Obama makes light bulbs more energy efficient
Updated: Wednesday, July 1st, 2009 | By Catharine Richert
Light bulbs beware: President Barack Obama has announced major changes in lighting standards that advocates say will effectively phase out the least efficient bulbs.
“One of the fastest, easiest and cheapest ways to make our economy stronger and cleaner is to make our economy more energy efficient,” said Obama in a June 29, 2009, announcement that fluorescent tube lamps (most commonly found in offices and stores) and conventional incandescent reflector lamps (think track lighting in your kitchen) will become more efficient starting in 2012.
The administration says that these changes will reduce carbon emissions by 594 million tons between 2012 and 2042 and save consumers $1 billion to $4 billion in the same amount of time.
The announcement reflects this promise Obama made on the campaign trail:
"I will immediately sign a law that begins to phase out all incandescent light bulbs " a measure that will save American consumers $6 billion a year on their electric bills," Obama said in an Oct. 7, 2007 speech on energy efficiency.

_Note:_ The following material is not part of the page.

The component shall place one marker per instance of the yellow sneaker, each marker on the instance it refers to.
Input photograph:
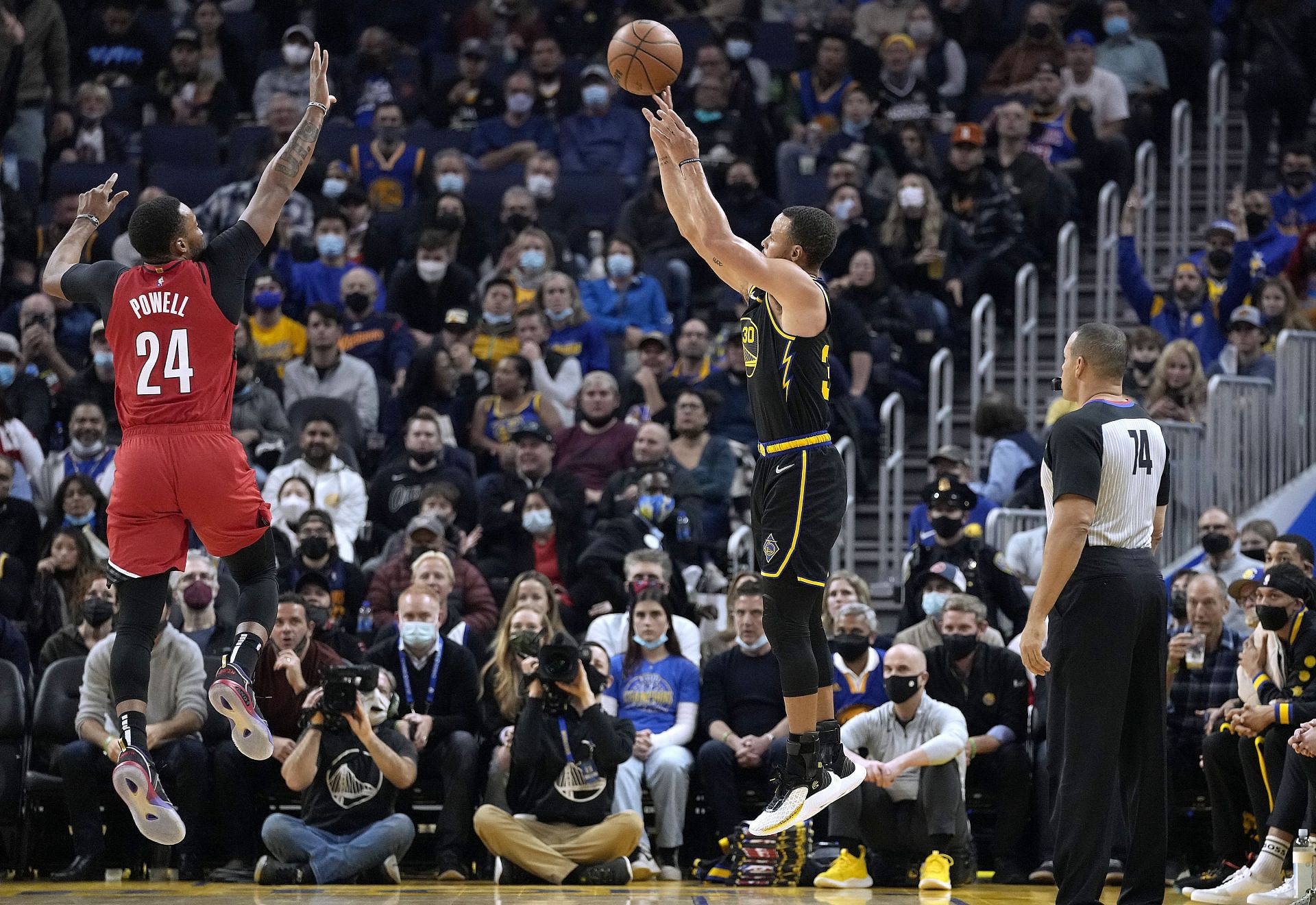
(936, 871)
(846, 872)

We already rated this promise as No Action because, as far was we could tell, there was no bill in Congress to phase out all incandescents, and therefore no law for Obama to sign. At the time, advocates of new efficiency standards told us that Obama would have been better off saying he would get rid of the least efficient bulbs, not all incandescent bulbs.
As part of the Energy Independence and Security Act of 2007, traditional pear-shaped incandescents are already on track to become more efficient. Obama's effort extends those rules to conventional incandescent reflector lamps, the cone-shaped bulbs most commonly used in recessed lights and track lighting. Other incandescents, like some used to illuminate driveways or sidewalks, will remain on the market.
We asked Steven Nadel, executive director of the American Council for an Energy-Efficient Economy, whether the new rules represented some sort of political compromise.
"No, I don't think it does," he said. "It takes a significant step towards getting the rest" of the inefficient bulbs that weren't included in the 2007 law, he said. "We're getting incandescents down to a small level."
The new efficiency rules represent the biggest energy-saving effort ever announced by the Department of Energy, Nadel added.
Back in March when we first wrote about the light bulb promise, we struggled with how to rate it, and we still are struggling. Obama is not trying to take all incandescents off the market, but he is trying to make most of them more efficient " and energy efficiency advocates say that's a big step. In 2007, however, it seems Obama had more ambitious plans for light bulbs. Maybe Obama backpedaled or maybe he spoke carelessly; either way it's not a Promise Kept. As a result, we rate this one a Compromise, not because of any clear indication that Obama had to backtrack from his original position to broker a deal, but because it's the most accurate measurement we have to gauge the progress he's made on the issue, even if it's not what he originally promised.